The 1996 Olympics caused VanDeveer and Folkl to take a year off from Stanford, VanDerveer as the U.S. Olympic coach and Folkl in an attempt to make the U.S. Olympic volleyball team (she fell just short, winding up as the first alternate).
But with longtime assistant Amy Tucker taking over for her first and only season as the Cardinal’s head coach, the 1995-96 team performed well enough to land at No. 4 on our list.
The top three Stanford teams will be revealed over the next few days, but now we turn to the Tucker team of 1996.
No. 4: 1995-96
Officially, Tucker was the head coach and Marianne Stanley was the co-head coach that season in an odd bit of title labeling. No matter, the two received several honors, including UPI’s national co-head coaches of the year after leading the Cardinal to a 29-3 record, a No. 3 final regular-season ranking and a berth in the Final Four.
In many ways this team set the table for the 1996-97 season, because none of the prominent players on the 1995-96 team were seniors. Kate Starbird was a junior who averaged 20.1 points and was named co-Pac-10 player of the year. Point guard Jamila Wideman, also a junior, was the other Cardinal member of the all-conference team, and sophomores Olympia Scott (10.3 points), Vanessa Nygaard (14.2 points, 7.0 rebounds) and Naomi Mulitauaopele (11.9 points, 5.5 rebounds) formed a formidable frontcourt, with Heather Owen in reserve.
Junior Charmin Smith was also a major contributor in the backcourt, especially after senior Bobbie Kelsey injured her knee after having played just 10 games. But the Cardinal did not have Folkl, who had been a big help to the team in her freshman season the previous year – albeit for just half a season, following volleyball.
The 1995-96 season got off to a lousy start with a nine-point road loss to unranked Massachusetts in the opener, and it appeared to absence of VanDerveer was going to be a significant factor.
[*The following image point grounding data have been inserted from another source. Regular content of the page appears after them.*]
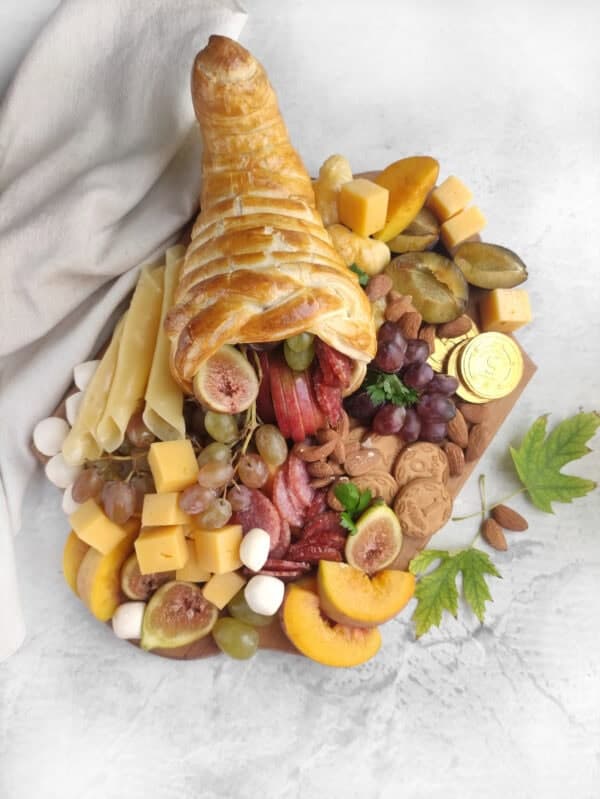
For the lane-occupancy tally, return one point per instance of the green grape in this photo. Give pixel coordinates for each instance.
(215, 453)
(236, 639)
(300, 342)
(239, 609)
(299, 361)
(271, 444)
(221, 426)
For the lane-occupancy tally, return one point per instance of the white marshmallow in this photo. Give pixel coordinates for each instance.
(127, 621)
(72, 405)
(83, 373)
(254, 549)
(49, 435)
(264, 594)
(60, 473)
(69, 505)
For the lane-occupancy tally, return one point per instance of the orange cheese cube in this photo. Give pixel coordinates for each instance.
(192, 572)
(173, 465)
(504, 310)
(161, 549)
(223, 587)
(462, 226)
(93, 526)
(162, 510)
(450, 197)
(218, 551)
(362, 206)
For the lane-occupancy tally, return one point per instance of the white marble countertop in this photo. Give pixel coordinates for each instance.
(505, 96)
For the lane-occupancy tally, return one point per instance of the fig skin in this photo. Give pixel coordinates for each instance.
(378, 541)
(136, 585)
(177, 605)
(226, 382)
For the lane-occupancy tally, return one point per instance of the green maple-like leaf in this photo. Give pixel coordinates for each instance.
(539, 459)
(436, 590)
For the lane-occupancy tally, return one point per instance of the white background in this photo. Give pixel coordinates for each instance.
(507, 96)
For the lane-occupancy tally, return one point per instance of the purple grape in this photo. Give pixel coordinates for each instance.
(389, 419)
(417, 375)
(411, 427)
(442, 384)
(360, 406)
(417, 351)
(436, 408)
(390, 357)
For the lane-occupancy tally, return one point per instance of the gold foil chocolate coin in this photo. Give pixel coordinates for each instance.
(491, 365)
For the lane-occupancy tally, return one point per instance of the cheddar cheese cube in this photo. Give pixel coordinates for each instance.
(223, 587)
(218, 551)
(161, 549)
(363, 205)
(93, 527)
(192, 572)
(504, 310)
(163, 510)
(173, 465)
(450, 197)
(462, 226)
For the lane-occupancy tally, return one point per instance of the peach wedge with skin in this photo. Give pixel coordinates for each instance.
(351, 597)
(319, 638)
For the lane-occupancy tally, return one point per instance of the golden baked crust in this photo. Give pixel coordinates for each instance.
(260, 267)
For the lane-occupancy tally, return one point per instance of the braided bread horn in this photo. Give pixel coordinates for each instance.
(260, 266)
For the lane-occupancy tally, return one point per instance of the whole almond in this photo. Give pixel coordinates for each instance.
(494, 535)
(457, 430)
(474, 413)
(378, 286)
(458, 327)
(478, 441)
(509, 519)
(409, 324)
(456, 458)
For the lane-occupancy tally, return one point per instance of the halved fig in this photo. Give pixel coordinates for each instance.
(226, 382)
(177, 615)
(438, 288)
(490, 266)
(136, 585)
(377, 542)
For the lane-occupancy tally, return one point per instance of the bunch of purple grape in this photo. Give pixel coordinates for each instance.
(428, 418)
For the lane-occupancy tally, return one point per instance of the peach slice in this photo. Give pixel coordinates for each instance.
(349, 596)
(319, 638)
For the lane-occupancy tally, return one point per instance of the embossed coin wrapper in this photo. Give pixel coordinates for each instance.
(84, 204)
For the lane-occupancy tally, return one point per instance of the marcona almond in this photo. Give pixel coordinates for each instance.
(457, 430)
(509, 519)
(493, 534)
(456, 458)
(458, 327)
(478, 441)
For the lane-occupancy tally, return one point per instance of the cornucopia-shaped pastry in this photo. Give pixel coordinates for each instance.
(260, 266)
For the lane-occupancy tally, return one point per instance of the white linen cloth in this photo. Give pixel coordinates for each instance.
(99, 169)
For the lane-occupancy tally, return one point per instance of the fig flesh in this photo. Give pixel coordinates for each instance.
(226, 382)
(177, 615)
(136, 585)
(377, 542)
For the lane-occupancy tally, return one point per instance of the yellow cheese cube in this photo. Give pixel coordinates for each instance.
(223, 587)
(161, 549)
(94, 527)
(450, 197)
(504, 310)
(192, 572)
(173, 465)
(462, 226)
(362, 206)
(218, 551)
(163, 509)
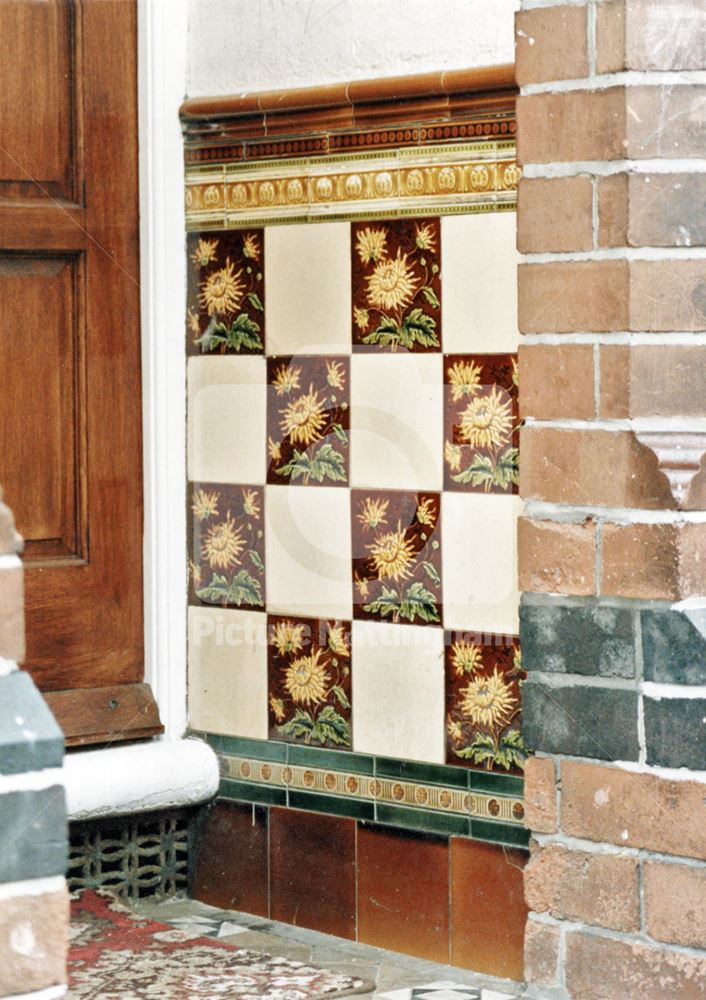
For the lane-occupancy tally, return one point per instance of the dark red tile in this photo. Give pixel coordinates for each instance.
(229, 863)
(312, 866)
(403, 892)
(488, 911)
(484, 702)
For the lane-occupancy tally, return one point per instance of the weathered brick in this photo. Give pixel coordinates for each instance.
(615, 806)
(575, 125)
(571, 466)
(557, 381)
(34, 935)
(541, 953)
(540, 795)
(602, 968)
(569, 297)
(594, 639)
(675, 732)
(538, 57)
(601, 889)
(654, 560)
(555, 557)
(554, 215)
(675, 903)
(583, 721)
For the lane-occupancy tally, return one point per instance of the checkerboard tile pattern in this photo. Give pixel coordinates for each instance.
(353, 465)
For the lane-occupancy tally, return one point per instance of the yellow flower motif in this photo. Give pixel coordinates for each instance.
(337, 641)
(286, 379)
(288, 637)
(425, 513)
(452, 454)
(370, 244)
(464, 377)
(392, 555)
(306, 679)
(205, 252)
(488, 702)
(223, 545)
(205, 504)
(362, 318)
(373, 512)
(222, 291)
(251, 506)
(277, 706)
(251, 248)
(392, 284)
(465, 657)
(487, 420)
(425, 239)
(304, 418)
(334, 374)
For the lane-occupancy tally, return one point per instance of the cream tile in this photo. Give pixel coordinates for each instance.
(479, 559)
(398, 691)
(308, 288)
(228, 672)
(397, 421)
(479, 282)
(308, 551)
(226, 437)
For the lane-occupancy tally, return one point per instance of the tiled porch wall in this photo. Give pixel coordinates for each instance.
(353, 432)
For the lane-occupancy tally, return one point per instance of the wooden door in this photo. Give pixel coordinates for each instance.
(70, 423)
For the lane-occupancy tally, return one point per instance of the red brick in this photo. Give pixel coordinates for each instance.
(675, 903)
(614, 806)
(602, 889)
(557, 381)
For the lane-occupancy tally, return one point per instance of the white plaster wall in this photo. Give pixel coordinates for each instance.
(249, 45)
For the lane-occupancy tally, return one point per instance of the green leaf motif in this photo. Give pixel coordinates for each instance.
(327, 463)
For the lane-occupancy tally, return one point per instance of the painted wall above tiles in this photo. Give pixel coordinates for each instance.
(353, 448)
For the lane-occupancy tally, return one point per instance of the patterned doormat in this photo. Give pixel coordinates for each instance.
(116, 955)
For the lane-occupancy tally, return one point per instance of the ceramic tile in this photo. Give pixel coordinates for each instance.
(308, 552)
(228, 671)
(396, 421)
(488, 911)
(483, 703)
(396, 285)
(480, 562)
(307, 284)
(312, 871)
(309, 681)
(226, 419)
(479, 293)
(226, 545)
(225, 292)
(398, 691)
(396, 556)
(409, 912)
(481, 423)
(308, 411)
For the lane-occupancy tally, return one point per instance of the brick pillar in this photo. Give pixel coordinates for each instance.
(612, 303)
(33, 896)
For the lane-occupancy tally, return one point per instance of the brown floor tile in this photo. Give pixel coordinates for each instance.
(312, 860)
(230, 866)
(403, 892)
(488, 911)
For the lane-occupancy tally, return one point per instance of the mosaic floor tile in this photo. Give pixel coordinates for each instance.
(481, 423)
(226, 545)
(309, 681)
(483, 702)
(225, 292)
(396, 278)
(396, 556)
(308, 411)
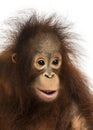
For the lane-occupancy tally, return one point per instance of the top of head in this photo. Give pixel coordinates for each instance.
(40, 32)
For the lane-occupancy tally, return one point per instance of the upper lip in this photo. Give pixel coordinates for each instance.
(48, 92)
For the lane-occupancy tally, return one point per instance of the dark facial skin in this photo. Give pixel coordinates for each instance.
(47, 60)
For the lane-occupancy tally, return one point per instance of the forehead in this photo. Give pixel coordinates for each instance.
(46, 43)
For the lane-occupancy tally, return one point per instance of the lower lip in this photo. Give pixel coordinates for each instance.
(47, 97)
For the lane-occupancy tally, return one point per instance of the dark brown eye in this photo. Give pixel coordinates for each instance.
(55, 62)
(41, 62)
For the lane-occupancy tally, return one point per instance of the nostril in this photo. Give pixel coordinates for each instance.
(46, 75)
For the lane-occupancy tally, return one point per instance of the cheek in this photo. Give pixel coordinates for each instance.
(47, 89)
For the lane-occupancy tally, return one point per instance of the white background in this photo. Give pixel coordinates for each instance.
(80, 12)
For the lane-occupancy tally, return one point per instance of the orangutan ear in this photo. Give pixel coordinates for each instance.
(14, 57)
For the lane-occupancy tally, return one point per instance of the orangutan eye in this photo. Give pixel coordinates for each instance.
(41, 62)
(55, 62)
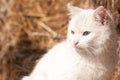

But the Cardinal bounced back to play at a high level thereafter.
The Cardinal beat No. 2 Tennessee by 18 points, and Stanford’s road loss to a Texas Tech team that would finish the regular season ranked No. 9 was the only other regular-season defeat besides the UMass upset. The Cardinal rolled through the Pac-10 season with an 18-0 record.
In the NCAA Tournament, the Cardinal advanced to the national semifinals by beating Auburn for the second time in the season before losing to No. 5-ranked Georgia. That was Tucker’s final game as a head coach before VanDerveer returned and Tucker went back to being an assistant coach – an assistant coach with a career .906 winning percentage as a Division I head coach.